Não é de hoje que a relação entre comunicação e moda funciona como verdadeira parceria, a primeira sendo responsável por dar visibilidade a segunda, já que esta constantemente propõe e alimenta aquela com informações e novidades. Além dessa peculiaridade, há outra: a importância da parte visual. Essa característica foi tornando-se mais acentuada com o passar dos anos, a partir do início do século XX. “A fotografia e o desenvolvimento de técnicas de impressão fizeram da imprensa feminina uma mídia cada vez mais visual”, cita Dulcília.
A autora faz, ainda, uma analogia interessante, dizendo que as fotos podem ser vistas como textos, funcionando como verdadeiras “frases visuais”, isso porque que as imagens são essenciais para a compreensão da mensagem que o jornalismo deseja transmitir. Mesmo possuindo um ideal, um comportamento e uma cultura por trás de roupas e acessórios, é justamente através da vestimenta que todos esses aspectos são notados. Fica difícil imaginar, então, uma imprensa relacionada a esse tema que não utiliza recursos visuais, como fotografias e ilustrações.
Outro ponto característico desse jornalismo é sua linguagem peculiar, mais descontraída que aquela utilizada no jornalismo do dia-a-dia, encontrado em jornais, por exemplo. Basta folhear uma revista sobre o tema, que isso será facilmente percebido, como citam Murilo Cesar Soares e Juliana Ogassawara no estudo “A moda na mídia: o espetáculo da São Paulo Fashion Week na imprensa”. Depois de fazerem uma pesquisa, os dois perceberam que há uma espécie de gramática própria, mais atraente do que a utilizada no jornalismo informativo. “Armado com um texto leve, repleto de referências criativas, [...] o jornalista de moda é um sedutor”, reforçam.
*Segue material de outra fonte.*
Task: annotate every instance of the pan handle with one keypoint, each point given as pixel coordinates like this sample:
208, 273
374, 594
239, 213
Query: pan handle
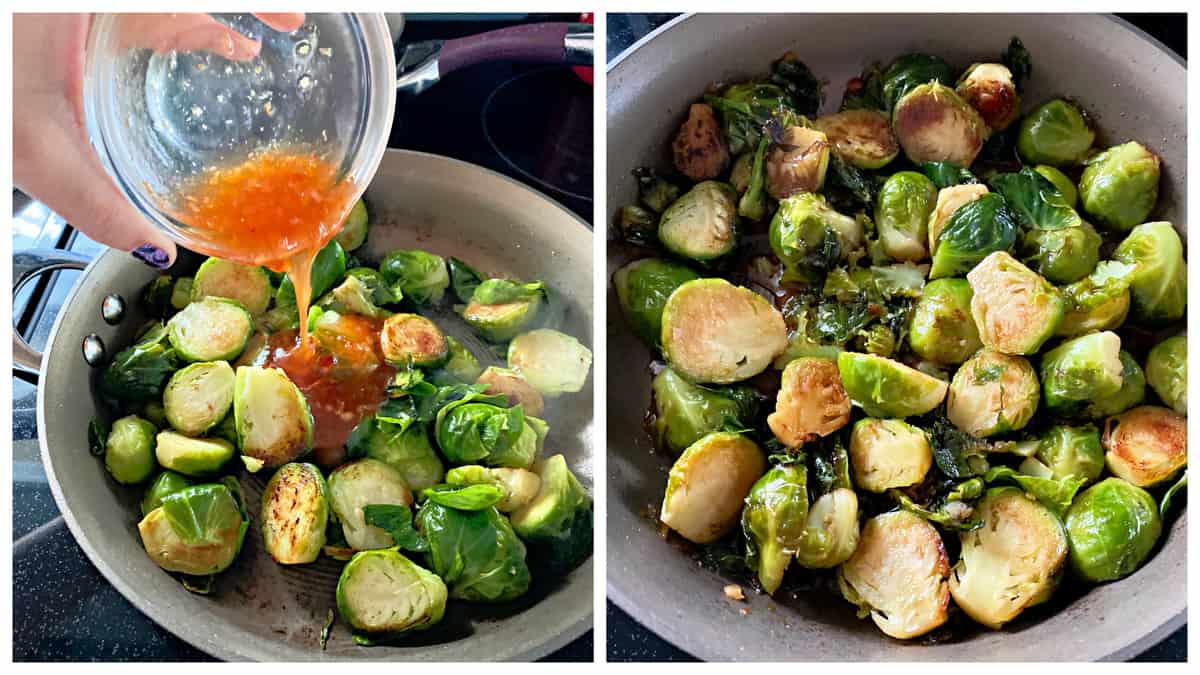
25, 267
Tal sedução tem uma única intenção: chamar a atenção do leitor, fazer com que a partir de um texto menos “sisudo” o tema se torne atraente para seu público-alvo. Quem pensa que no jornalismo não é necessário ser criativo, se engana. A criatividade aparece, principalmente, no uso de estrangeirismos, que são adaptações de palavras ou termos de uma língua para outra, e neologismos para descrever cores, peças de roupas ou adereços. Emília Maria Peixoto Farias, na pesquisa “A neologia por composição no universo discursivo da moda”, diz que os neologismos são um processo produtivo no vocabulário da moda, que combina vários elementos, como no caso de “azul-água” ou “tom sobre tom”.
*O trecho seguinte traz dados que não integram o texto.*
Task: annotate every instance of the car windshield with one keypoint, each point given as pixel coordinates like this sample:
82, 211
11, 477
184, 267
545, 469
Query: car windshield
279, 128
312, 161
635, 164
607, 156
E não acaba por ai, encontrar no texto adjetivos, dando qualidade a desfiles, peças de roupas e acessórios não é nada incomum. O que poderia, muitas vezes, ser condenado no jornalismo informativo tradicional, na moda é uma realidade. “Os textos que são carregados de adjetivos e expressões coloquiais, sugerem um “diálogo” entre o jornal e o leitor”, diz o jornalista Francisco de Assis no estudo “O jornalismo que não é notícia: a produção de variedades no jornal Valeparaibano”.
Ao observar as capas da revista "Elle", é possível notar o uso de palavras em outra língua e de adjetivos. Clique nas imagens para amplia-las. Crédito: "Merengue Mousse" e "Way Model"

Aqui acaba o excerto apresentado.